Hajdawerkiewicz podawał się za szlachcica i twierdził, że pieczętuje się herbem Słup.
Za szlachcica, dodajmy podawał się drobnego - jednego z tych, co to się u pańskiej klamki czepiali.
Takich, nazywając rzecz po imieniu - zaściankowych. A jak zaściankowych – to i ksenofobicznych. Nieznoszących szczerze kacerzy i mniejszości narodowych.
Na co dzień posługiwał się mową nienawiści , a trudnił się dorzynaniem watah. Dyskretnym i z zachowaniem wszelkich pozorów nieszczęśliwych wypadków i innych zdarzeń losowych.
Jak jakaś wataha była niedorżnięta – to mu hetman (ten co to mówił o sobie „jam nie z soli ani z roli, jeno z teczki u uboli”, czy jakoś tak) dorżnięcie zlecał.
Hajdawerkiewicz dostał wreszcie ordynans niezwykły: dorżnięcia Rzplitej.
Całej.
I dorżnął.
Historia nie zna jego dalszych losów, choć plotki krążyły, że w uznaniu swych parszywych zasług otrzymał mandat poselski w Sejmie.
Rozbiorowym.
- Zaloguj lub zarejestruj się aby dodawać komentarze
- Odsłony: 3722
Kto inny rozdaje karty,kto inny licytuje,kto inny rozgrywa...i na razie zrobił szlemika...następne rozdanie i ma szlema z ręki!
Pozdrawiam autora...
Hajdarowicza nie znam - napisałem tekst o Hajdawerkiewiczu.
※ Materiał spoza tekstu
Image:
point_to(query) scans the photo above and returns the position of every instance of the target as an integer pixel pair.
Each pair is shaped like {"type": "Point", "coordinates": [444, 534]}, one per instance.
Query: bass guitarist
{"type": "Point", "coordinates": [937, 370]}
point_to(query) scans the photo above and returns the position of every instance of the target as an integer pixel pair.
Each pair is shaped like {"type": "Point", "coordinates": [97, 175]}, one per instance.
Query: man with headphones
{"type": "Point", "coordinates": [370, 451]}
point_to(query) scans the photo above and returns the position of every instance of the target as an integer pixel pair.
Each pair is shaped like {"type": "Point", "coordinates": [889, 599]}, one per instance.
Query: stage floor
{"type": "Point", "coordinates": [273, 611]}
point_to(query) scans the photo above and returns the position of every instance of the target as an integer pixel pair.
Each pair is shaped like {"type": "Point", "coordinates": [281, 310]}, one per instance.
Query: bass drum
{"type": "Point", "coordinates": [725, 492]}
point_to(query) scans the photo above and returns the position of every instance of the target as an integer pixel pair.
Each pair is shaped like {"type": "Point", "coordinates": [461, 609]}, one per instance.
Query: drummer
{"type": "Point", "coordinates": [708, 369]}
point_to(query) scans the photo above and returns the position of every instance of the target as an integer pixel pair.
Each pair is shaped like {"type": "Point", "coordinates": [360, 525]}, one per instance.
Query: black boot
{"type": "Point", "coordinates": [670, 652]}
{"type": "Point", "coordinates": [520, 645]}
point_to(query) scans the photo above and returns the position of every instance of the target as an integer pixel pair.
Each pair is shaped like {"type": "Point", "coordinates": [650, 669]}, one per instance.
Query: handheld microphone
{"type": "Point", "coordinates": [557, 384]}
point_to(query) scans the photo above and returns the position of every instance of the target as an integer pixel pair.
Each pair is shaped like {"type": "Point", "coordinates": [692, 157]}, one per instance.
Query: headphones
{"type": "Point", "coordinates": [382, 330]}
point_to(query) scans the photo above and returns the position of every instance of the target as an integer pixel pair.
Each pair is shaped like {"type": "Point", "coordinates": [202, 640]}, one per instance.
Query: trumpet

Herbu Słup.
Się kłaniam!
Dziękuję za miłe słowa - tak, wszystko na tym blogu jest mojego autorstwa. A zabawa słowem wprawia mnie w dobry nastrój.
Nie jestem znawcą mechanizmów społecznych - znam się na komunikacji, a w kwestii przeginania pały: jeszcze przed nami dłuuuuuga droga. Ci chłopcy (i dziewczynki te) po 10.04.2010 są w stanie zrobić każdy numer.